Things aren't quite as bleak as they are in Berkeley, but with the Pac 12's nine-game conference slate, you cannot simply schedule your way to a bowl the same way you can in, say, The Big Ten. Colorado is moving the needle in the right direction, but it might be another year or two before the Buffs are back in the postseason. 

Players to Watch:

Ty Montgomery, WR/KR, Stanford

Montgomery may be the best kick returner in college football, and his impact as a threat on offense cannot be overstated. As a receiver, he's one of the best in the Pac 12, but look for the Cardinal to utilize him more in the run game this year, whether it be on jet sweep options, or with him simply lining up in the backfield occasionally.

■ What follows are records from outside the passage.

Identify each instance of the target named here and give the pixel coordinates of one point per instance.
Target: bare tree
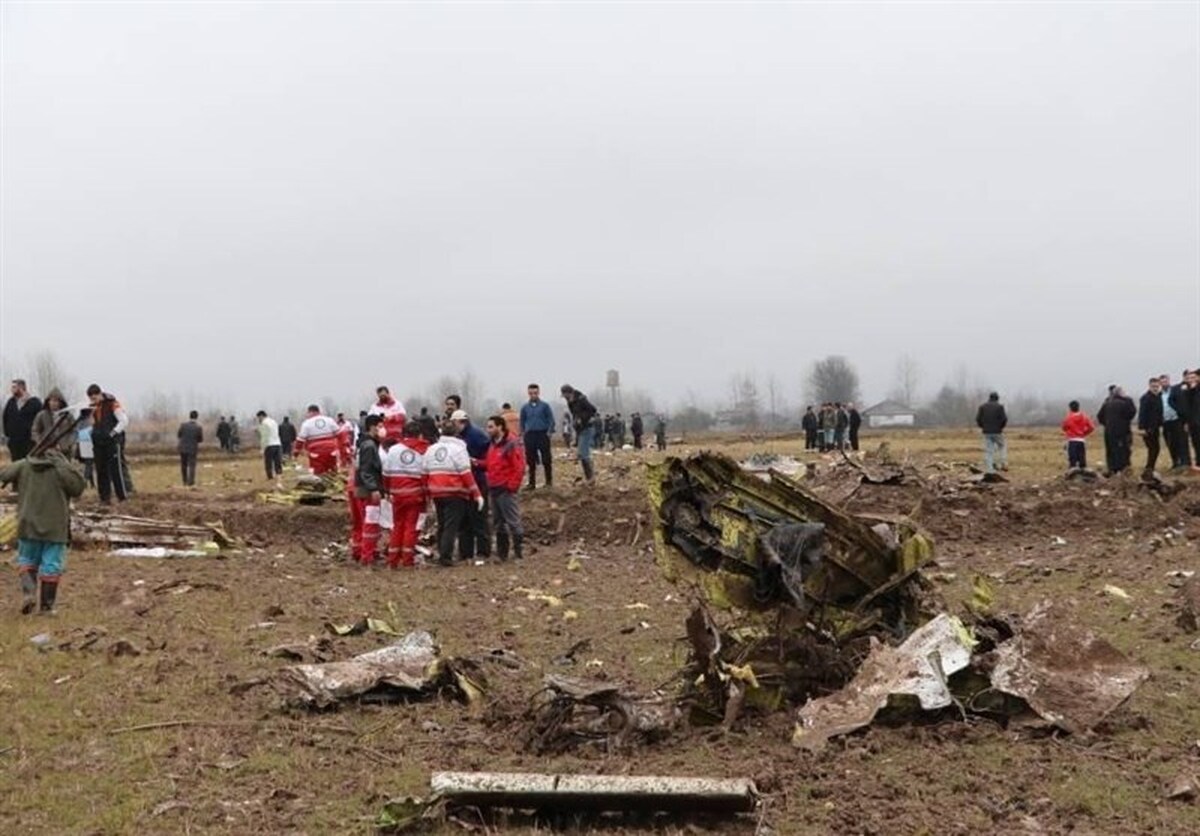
(747, 406)
(465, 385)
(833, 379)
(161, 407)
(906, 380)
(46, 373)
(773, 401)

The multipurpose weapon has scary speed, and if David Shaw and his coaching staff can harness it, they could make up for a loss of play makers and shoot the Cardinal back into a major bowl, or better yet, the first College Football Playoff.

Tony Washington, OLB, Oregon

We've already discussed the fantastic quarterbacks throughout the conference, so it stands to reason that whichever team can rush the passer will have an added edge. Enter Washington, and undersized, but athletic pass rusher entering his senior season.

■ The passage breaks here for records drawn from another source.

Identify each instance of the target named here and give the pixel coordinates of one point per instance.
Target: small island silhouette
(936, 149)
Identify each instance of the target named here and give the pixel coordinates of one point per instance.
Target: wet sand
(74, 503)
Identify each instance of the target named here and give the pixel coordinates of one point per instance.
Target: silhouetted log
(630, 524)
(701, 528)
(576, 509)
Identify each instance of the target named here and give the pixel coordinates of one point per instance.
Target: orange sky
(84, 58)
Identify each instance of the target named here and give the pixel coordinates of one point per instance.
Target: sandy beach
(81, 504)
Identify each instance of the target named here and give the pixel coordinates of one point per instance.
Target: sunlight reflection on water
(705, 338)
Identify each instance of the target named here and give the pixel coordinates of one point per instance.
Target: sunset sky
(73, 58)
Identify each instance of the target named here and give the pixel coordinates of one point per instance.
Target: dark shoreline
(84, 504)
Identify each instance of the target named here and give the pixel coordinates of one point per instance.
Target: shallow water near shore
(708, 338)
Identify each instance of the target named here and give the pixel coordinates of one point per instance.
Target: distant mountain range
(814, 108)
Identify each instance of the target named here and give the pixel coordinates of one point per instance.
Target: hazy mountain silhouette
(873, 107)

After piling up 7.5 sacks and 12 TFL last season, numbers similar to the best season from 1st round pick Dion Jordan, whom he replaced, the speedy Washington should serve as the perfect complement to massive end DeForrest Buckner (6'7'', 290 lbs) on the strong side. If Washington takes the next step and delivers double digit sacks, it could go a long way toward creating a championship defense in Eugene.

Conlin's Cameo

Jeremy knows far less about college football than he does pro football, which is saying something, because he's not that great with the NFL either. But he has decided to stop by to add his take on each of this year's conferences.

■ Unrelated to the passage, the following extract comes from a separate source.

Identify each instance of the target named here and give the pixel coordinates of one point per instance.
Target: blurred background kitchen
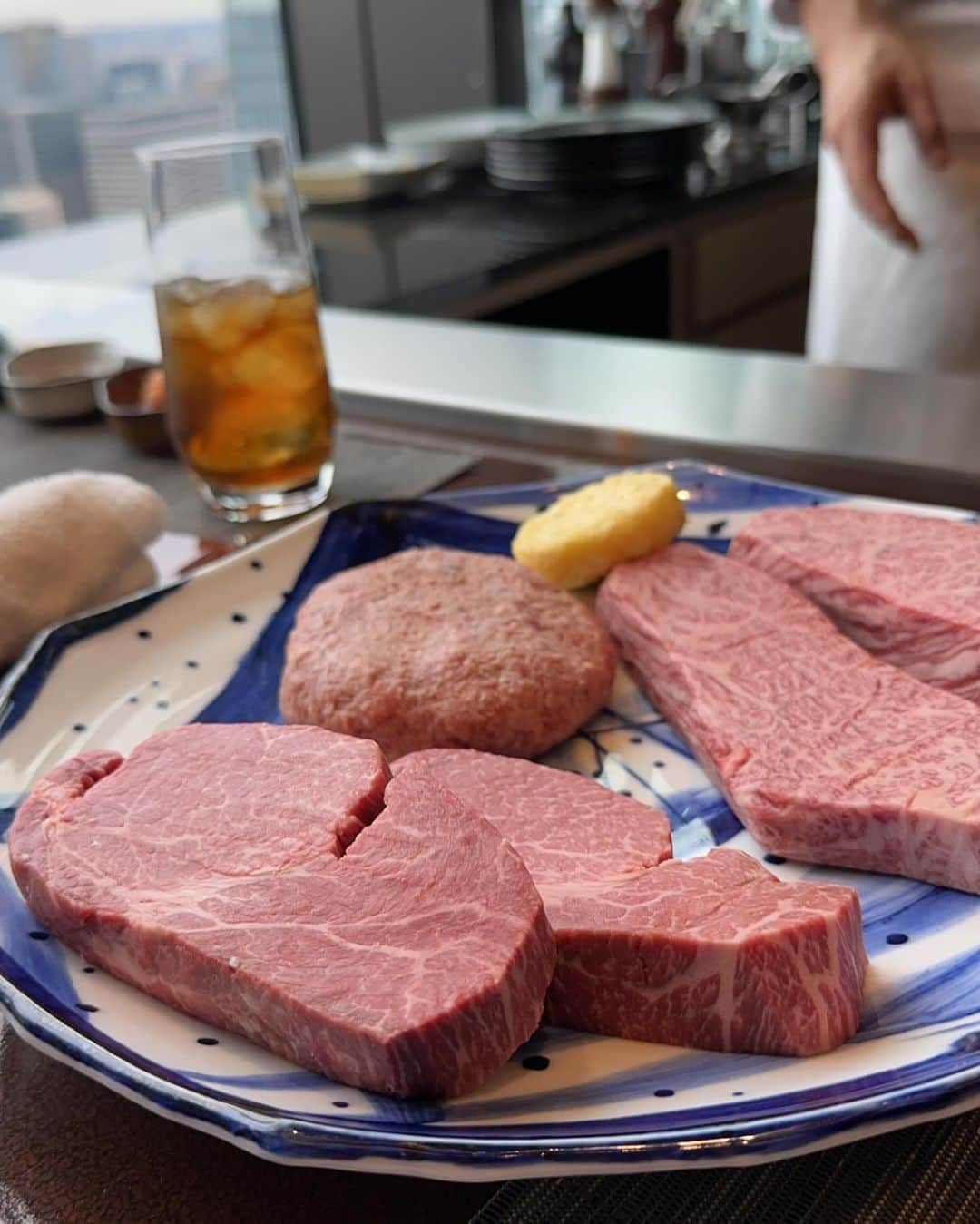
(640, 169)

You can debate which conference is the strongest all you want, but the numbers don't lie. As Joe mentioned above, the Pac-12 posted more teams in the final computer rankings than the SEC did (to hell with the subjective Coaches Poll), and the Pac-12 finished with a better non-conference record than the SEC did. What Joe didn't mention is that the Pac-12 also outpaced the SEC in Simple Rating System (one of my pet favorite metrics that combines average scoring margin and strength of schedule). As it turns out, the Pac-12 actually played a tougher schedule than the SEC did last year - the average Pac-12 opponent was 7.01 points better than the nation's average, while the SEC's average opponent was only 5.91 points better. That tougher schedule bumped the Pac-12's SRS score up to +10.49, higher than the SEC's +10.43.

Will the Pac-12 be better than the SEC again this year? That's obviously impossible to predict with any certainty. But Oregon and Stanford will again be national powers. USC should bounce back due to an optimistic lack of Lane Kiffin. Arizona State is returning most of their offense. UCLA is returning most of theirs as well. Washington was a strong team last year and added one of the nation's best coaches, while Arizona (Rich Rodriguez) and Washington State (Mike Leach) both have coaches who have shown they can pilot major-bowl level teams when they have the right talent.

Only Cal and Colorado could be seen as pushovers, and they aren't any worse than Arkansas or Kentucky from the SEC (something tells me Arkansas and Kentucky were happy to play Samford, Louisiana-Lafayette, and Alabama State in non-conference play, as opposed to Ohio State and Northwestern like Cal did). The Pac-12 might not have the allure of the SEC, but from top to bottom, the conference is just as strong.